To demonstrate this setup, let’s start with a minimal web application built with Flask. The application will be packaged and deployed via Helm charts.

app.py

import json
from flask import Flask, jsonify

app = Flask(__name__)

products = [
    { 'id': 1, 'name': 'Cakes' },
    { 'id': 2, 'name': 'Cookies' },
    { 'id': 3, 'name': 'Chocolates' },
    { 'id': 4, 'name': 'Milk' },
    { 'id': 5, 'name': 'Coffee' },
    { 'id': 6, 'name': 'Soft Drinks' },
    { 'id': 7, 'name': 'Ice cream' }
]

@app.route('/api/products', methods=['GET'])
def get_products():
    return jsonify(products)


if __name__ == '__main__':
   app.run(debug=True)

This application provides a simple API endpoint (/api/products) that returns a list of products, making it ideal for testing Helm and Docker integration.

requirements.txt

This file specifies the Python dependencies needed for the Flask application.

flask

Containerize the Flask Application

Now, we’ll create a Docker image for the Flask app to ensure consistent behavior across environments.

Dockerfile

The Dockerfile specifies the instructions for creating the Docker image.

# syntax=docker/dockerfile:1

FROM python:3.12.4-slim
WORKDIR /usr/src/app
COPY requirements.txt ./
RUN pip3 install --no-cache-dir -r requirements.txt
COPY app.py .
EXPOSE 5000
CMD [ "python", "-m" , "flask", "run", "--host=0.0.0.0"]

This Dockerfile uses a lightweight Python base image, sets up a working directory, installs Flask, exposes port 5000, and runs the app.

Create Helm Chart for the Application

To package the application for Kubernetes deployment, we'll create a Helm chart. Use the Helm command to generate a new chart.

helm create charts/python-api

This command generates a Helm chart structure.
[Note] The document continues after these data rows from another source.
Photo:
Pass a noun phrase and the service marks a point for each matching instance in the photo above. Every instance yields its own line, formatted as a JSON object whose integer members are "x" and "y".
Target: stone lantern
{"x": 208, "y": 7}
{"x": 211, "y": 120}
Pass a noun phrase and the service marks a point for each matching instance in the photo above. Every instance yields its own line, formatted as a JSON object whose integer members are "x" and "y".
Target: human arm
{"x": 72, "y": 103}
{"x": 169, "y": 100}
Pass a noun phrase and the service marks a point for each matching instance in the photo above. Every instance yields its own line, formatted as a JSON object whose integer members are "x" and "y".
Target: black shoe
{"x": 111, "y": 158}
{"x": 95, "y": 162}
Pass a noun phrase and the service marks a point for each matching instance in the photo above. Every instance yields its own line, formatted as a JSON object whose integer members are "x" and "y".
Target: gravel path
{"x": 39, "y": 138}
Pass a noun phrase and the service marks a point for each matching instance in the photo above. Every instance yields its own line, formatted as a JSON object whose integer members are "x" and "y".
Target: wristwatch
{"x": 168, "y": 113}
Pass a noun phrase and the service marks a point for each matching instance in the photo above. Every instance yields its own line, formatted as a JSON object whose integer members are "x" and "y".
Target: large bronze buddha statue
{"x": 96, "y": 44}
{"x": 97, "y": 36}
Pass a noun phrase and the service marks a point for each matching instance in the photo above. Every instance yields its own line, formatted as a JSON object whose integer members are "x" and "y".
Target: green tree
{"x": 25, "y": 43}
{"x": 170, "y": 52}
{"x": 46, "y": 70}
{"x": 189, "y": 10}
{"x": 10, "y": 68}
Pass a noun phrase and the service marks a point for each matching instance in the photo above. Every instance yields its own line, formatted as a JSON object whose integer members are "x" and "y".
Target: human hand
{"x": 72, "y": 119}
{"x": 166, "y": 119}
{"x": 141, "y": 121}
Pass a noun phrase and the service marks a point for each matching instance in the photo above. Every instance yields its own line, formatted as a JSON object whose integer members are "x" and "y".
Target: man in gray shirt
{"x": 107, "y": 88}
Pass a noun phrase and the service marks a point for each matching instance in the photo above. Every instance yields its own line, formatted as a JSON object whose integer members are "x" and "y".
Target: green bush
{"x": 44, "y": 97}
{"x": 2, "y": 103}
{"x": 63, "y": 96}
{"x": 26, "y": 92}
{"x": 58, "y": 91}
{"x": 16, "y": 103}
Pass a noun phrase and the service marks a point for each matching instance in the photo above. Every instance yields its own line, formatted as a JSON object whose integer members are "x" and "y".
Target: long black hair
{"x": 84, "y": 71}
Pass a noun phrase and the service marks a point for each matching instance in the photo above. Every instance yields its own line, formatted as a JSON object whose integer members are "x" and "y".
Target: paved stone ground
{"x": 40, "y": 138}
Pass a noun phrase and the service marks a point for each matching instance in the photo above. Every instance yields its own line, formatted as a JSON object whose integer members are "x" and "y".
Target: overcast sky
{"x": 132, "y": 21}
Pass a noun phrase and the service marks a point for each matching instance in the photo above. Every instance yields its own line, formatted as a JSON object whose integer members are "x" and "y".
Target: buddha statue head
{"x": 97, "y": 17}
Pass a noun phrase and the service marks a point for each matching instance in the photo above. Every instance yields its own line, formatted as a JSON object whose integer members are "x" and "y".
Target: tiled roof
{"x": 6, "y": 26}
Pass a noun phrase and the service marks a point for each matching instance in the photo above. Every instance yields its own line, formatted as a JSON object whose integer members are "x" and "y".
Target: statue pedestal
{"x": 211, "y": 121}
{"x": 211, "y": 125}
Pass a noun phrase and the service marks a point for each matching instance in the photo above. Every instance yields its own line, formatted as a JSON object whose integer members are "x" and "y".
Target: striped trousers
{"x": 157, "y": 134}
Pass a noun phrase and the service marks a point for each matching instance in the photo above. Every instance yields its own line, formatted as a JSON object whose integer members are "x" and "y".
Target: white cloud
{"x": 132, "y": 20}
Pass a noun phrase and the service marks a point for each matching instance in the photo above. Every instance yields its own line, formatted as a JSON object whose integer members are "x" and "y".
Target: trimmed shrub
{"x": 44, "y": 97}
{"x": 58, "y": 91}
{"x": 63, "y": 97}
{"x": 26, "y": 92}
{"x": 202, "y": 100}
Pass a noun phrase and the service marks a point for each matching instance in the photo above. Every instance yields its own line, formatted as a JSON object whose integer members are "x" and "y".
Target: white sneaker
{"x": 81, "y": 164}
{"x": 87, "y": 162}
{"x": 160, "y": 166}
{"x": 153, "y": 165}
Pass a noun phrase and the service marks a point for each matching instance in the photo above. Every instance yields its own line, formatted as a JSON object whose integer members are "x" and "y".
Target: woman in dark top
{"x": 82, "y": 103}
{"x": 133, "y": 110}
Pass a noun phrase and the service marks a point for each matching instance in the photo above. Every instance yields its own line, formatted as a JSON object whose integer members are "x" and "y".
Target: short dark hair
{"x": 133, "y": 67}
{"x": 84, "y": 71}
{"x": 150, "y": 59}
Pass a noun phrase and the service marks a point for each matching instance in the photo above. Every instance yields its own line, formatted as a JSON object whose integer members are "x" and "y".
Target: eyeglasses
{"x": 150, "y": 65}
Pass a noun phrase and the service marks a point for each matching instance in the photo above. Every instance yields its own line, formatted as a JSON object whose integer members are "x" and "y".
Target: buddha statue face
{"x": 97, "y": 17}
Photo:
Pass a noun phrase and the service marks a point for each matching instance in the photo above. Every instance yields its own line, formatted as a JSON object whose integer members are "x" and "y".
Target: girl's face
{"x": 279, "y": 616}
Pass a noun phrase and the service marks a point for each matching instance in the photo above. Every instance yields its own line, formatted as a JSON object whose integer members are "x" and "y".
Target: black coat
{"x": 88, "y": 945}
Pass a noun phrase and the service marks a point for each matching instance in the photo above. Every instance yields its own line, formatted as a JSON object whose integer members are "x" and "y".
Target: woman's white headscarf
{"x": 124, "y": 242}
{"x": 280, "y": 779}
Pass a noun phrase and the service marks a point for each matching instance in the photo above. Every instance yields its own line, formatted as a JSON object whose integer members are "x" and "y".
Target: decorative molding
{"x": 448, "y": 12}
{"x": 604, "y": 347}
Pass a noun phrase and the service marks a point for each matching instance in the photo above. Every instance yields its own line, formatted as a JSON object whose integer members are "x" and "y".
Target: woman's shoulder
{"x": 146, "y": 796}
We’ll keep only the relevant files for this setup:

python-api/
├── Chart.yaml
├── values.yaml
└── templates/
    ├── deployment.yaml
    └── service.yaml
    └── ingress.yaml

Chart.yaml

Chart.yaml includes the chart’s name, description, version, and application version. These fields provide essential metadata for Helm.

apiVersion: v2
name: python-api
description: A Helm chart for python-api demo
type: application
version: 0.1.1
appVersion: "0.1.1"
maintainers:
  - name: sarubhai
    email: saurav.karate@gmail.com
keywords:
  - helm-ghcr-gh-pages-demo
  - python-api-demo

values.yaml

This YAML file configures the Helm chart, with default values including details like replica count, service type, and ingress.

replicaCount: 1
imagePullSecrets: []
image:
  repository: ""
  tag: ""
  pullPolicy: IfNotPresent

service:
  type: ClusterIP
  port: 80

ingress:
  enabled: false
  className: ""
  annotations: {}
  
  hosts:
    - host: python-api.local
      paths:
        - path: /
          pathType: Prefix
  tls:
    - secretName: python-api-tls
      hosts:
        - python-api.local

deployment.yaml

This YAML file defines the deployment of the Flask application on Kubernetes, specifying the number of replicas and container image

apiVersion: apps/v1
kind: Deployment
metadata:
  name: python-api-deployment
  labels:
    app: python-api-deployment
    app.kubernetes.io/name: python-api-deployment
    app.kubernetes.io/version: v1.0
spec:
  replicas: \{\{ .Values.replicaCount }}
  selector:
    matchLabels:
      app: python-api
      app.kubernetes.io/name: python-api
  template:
    metadata:
      labels:
        app: python-api
        app.kubernetes.io/name: python-api
    spec:
      \{\{- with .Values.imagePullSecrets }}
      imagePullSecrets:
        \{\{- toYaml . | nindent 8 }}
      \{\{- end }}
      containers:
      - name: python-api
        image: "\{\{ .Values.image.repository }}:\{\{ .Values.image.tag }}"
        imagePullPolicy: \{\{ .Values.image.pullPolicy }}
        ports:
        - containerPort: 5000
          name: flask
          protocol: TCP

service.yaml

This YAML file defines a Kubernetes service that exposes the Flask application through a port.

apiVersion: v1
kind: Service
metadata:
  name: python-api-service
  labels:
    app: python-api-service
    app.kubernetes.io/name: python-api-service
    app.kubernetes.io/version: v1.0
spec:
  type: \{\{ .Values.service.type }}
  selector:
    app: python-api
  ports:
  - name: http
    protocol: TCP
    port: \{\{ .Values.service.port }}
    targetPort: 5000

ingress.yaml

This YAML file defines an Ingress resource that provides an external entrypoint for the application through a hostname and path.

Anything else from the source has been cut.